W dokumencie zaznaczono, że "takie zachowanie stanowi przejaw arogancji; narusza standardy zachowania przyjmowane w wymiarze sprawiedliwości", "podważa zaufanie obywateli do sądów, godząc tym samym w interes publiczny", a także "stawia pod znakiem zapytania legitymację i zdolności sędziego Macieja Nawackiego do kierowania pracami Sądu Rejonowego w Olsztynie".
"Adwokatura polska wyraża solidarność oraz składa wyrazy uznania wszystkim sędziom, którzy mimo różnego rodzaju szykan niezłomnie stoją na straży godności zawodu sędziego, niezależności sądów i niezawisłości sędziów" - podkreśliło również prezydium Naczelnej Rady Adwokackiej w uchwale.

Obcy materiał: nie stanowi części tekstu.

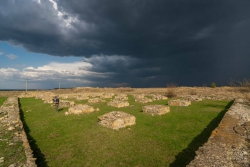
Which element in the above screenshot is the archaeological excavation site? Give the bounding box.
[0,87,250,167]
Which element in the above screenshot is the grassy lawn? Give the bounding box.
[0,97,7,106]
[20,96,231,167]
[0,97,26,167]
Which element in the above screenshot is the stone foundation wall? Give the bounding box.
[0,97,37,167]
[187,99,250,167]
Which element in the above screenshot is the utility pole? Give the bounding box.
[26,78,28,92]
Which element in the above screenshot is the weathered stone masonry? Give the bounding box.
[0,97,37,167]
[188,99,250,167]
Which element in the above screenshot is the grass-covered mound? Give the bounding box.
[20,96,231,167]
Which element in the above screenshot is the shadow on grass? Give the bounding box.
[19,102,48,167]
[169,101,233,167]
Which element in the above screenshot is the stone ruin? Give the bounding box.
[187,99,250,167]
[151,94,168,100]
[98,111,136,130]
[168,99,191,106]
[65,104,99,115]
[107,99,129,108]
[100,93,115,99]
[115,94,128,101]
[0,97,37,167]
[135,97,153,103]
[142,105,170,115]
[185,96,202,102]
[133,94,153,103]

Wydarzenia, do których odnosi się uchwała NRA, rozegrały się w piątek po południu w Sądzie Rejonowym w Olsztynie. W czasie zebrania, na którym sędziowie tego sądu mieli głosować nad sprawozdaniem rocznym, sędzia Wojciech Krawczyk złożył w imieniu 31 sędziów wniosek o rozszerzenie porządku obrad o głosowanie nad trzema projektami uchwał.
Treść pierwszego projektu głosiła: "My, sędziowie Sądu Rejonowego w Olsztynie, wzywamy prezesa Nawackiego do natychmiastowego zaniechania wszelkich działań utrudniających sędziemu Pawłowi Juszczyszynowi wykonywanie obowiązków służbowych, w tym do uchylenia zarządzenia wstrzymującego przydział spraw oraz zniesienia wszystkich nałożonych na niego ograniczeń".

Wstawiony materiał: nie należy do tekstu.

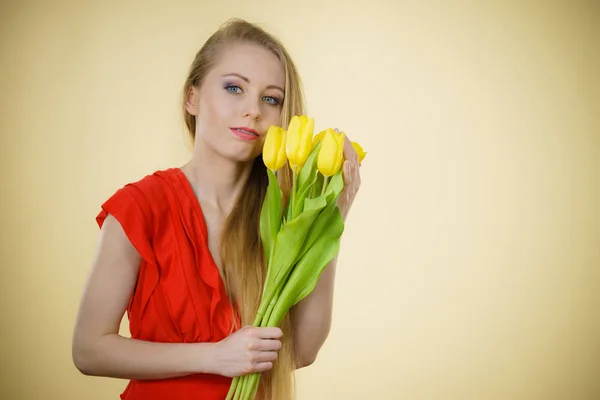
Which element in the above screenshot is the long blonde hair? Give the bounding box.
[182,18,304,400]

Sędziowie podkreślili w dokumencie, że uznają takie działania za bezprawne i podzielają stanowisko wyrażone w uchwale trzech połączonych Izb Sądu Najwyższego, które 23 stycznia orzekły, że Izba Dyscyplinarna nie jest niezawisłym sądem.
Sędzia Paweł Juszczyszyn, przypomnijmy, rozpatrując w listopadzie 2019 apelację w sprawie cywilnej, uznał za konieczne rozstrzygnięcie, czy sędzia nominowany przez nową Krajową Radę Sądownictwa był uprawniony do orzekania w pierwszej instancji. Nakazał więc Kancelarii Sejmu przedstawienie m.in. list poparcia dla kandydatów do nowej KRS. Skutkowało to m.in. decyzją prezesa olsztyńskiego sądu rejonowego - i równocześnie członka nowej KRS - Macieja Nawackiego o odsunięciu Juszczyszyna od orzekania. W ubiegłym tygodniu natomiast Juszczyszyn został zawieszony w czynnościach przez Izbę Dyscyplinarną Sądu Najwyższego.

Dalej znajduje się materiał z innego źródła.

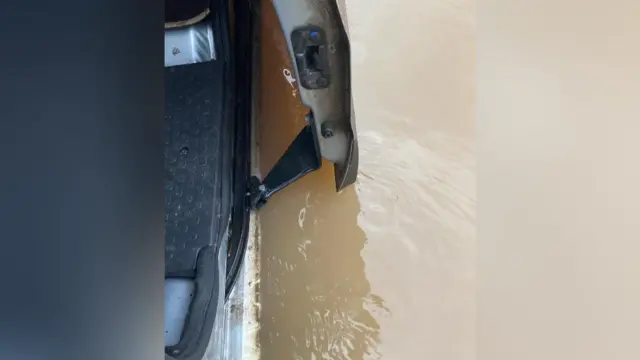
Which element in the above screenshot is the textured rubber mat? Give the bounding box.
[165,61,233,277]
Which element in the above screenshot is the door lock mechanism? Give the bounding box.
[291,26,331,90]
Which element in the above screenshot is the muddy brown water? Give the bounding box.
[257,0,476,360]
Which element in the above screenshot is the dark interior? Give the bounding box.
[164,0,252,359]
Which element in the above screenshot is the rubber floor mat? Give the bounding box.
[165,61,233,277]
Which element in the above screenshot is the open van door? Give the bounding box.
[251,0,358,208]
[164,0,358,360]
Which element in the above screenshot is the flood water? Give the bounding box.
[257,0,476,360]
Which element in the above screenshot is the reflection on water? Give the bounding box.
[258,0,475,360]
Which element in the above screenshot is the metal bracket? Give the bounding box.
[248,115,322,209]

Drugi projekt uchwały przygotowany przez olsztyńskich sędziów wyrażał krytyczne stanowisko wobec ustawy dyscyplinującej sędziów, a trzeci zawierał postanowienie, że obie poprzednie uchwały zostaną wysłane m.in. do pierwszej prezes SN, prezesa Sądu Okręgowego w Olsztynie, marszałków Sejmu i Senatu, premiera, ministra sprawiedliwości i przewodniczącego Krajowej Rady Sądownictwa.
Prezes Maciej Nawacki ocenił jednak, że wszystkie trzy projekty wykraczają poza kompetencje zebrania.
"To jest niedopuszczalny zakres kompetencji zebrania. W tym momencie, skoro nikt nie chce zająć głosu, zamykam zebranie" - powiedział, po czym przedarł wręczone mu dokumenty.